The result shows that the bacillus coagulans NR372 provided by the invention can effectively improve the immunity of the prawns, inhibit the growth and proliferation of pathogenic bacteria such as vibrio parahaemolyticus and the like, greatly reduce the death rate of the prawns and achieve unexpected technical effects.

Claims

1. The bacillus coagulans is characterized in that the collection number of the bacillus coagulans is CCTCC NO: m20221235.

2. The bacillus coagulans of claim 1, wherein the bacillus coagulans has a MALDI-TOF-MS protein fingerprint as shown in fig. 2 and a rRNA gene fingerprint as shown in fig. 3.

3. The bacillus coagulans of claim 1, wherein the bacillus coagulans has a 16s rRNA sequence of SEQ ID NO:1.

4. the use of bacillus coagulans according to claim 1 for the preparation of a bacteriostatic agent.

5. The use of the bacillus coagulans according to claim 1 for water purification.

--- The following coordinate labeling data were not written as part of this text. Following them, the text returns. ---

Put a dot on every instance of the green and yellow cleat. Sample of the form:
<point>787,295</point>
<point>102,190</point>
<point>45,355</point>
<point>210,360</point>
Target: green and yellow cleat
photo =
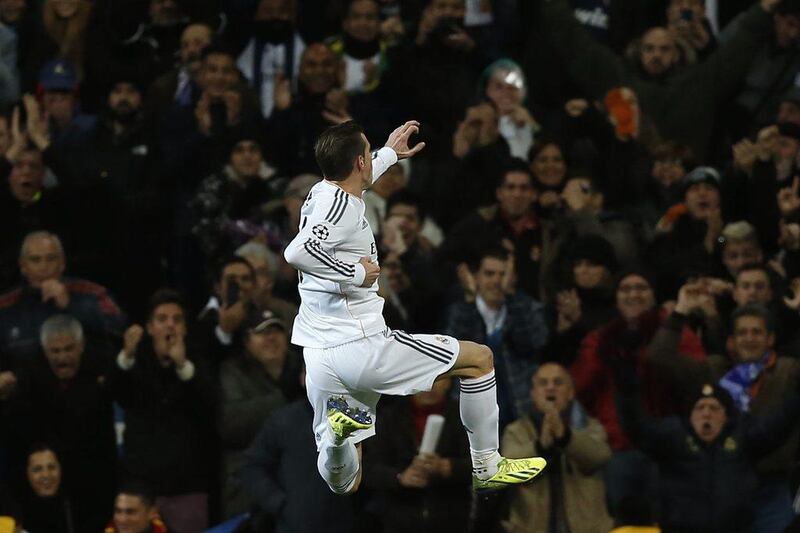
<point>345,420</point>
<point>510,472</point>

6. The use of bacillus coagulans according to claim 1 in feed production.

7. A feed additive comprising the bacillus coagulans of claim 1.

8. The feed additive according to claim 7, wherein the viable bacteria amount of Bacillus coagulans in the feed additive is not less than 10 ⁸ CFU/g。

9. Use of the feed additive according to claim 7 or 8 in feed production.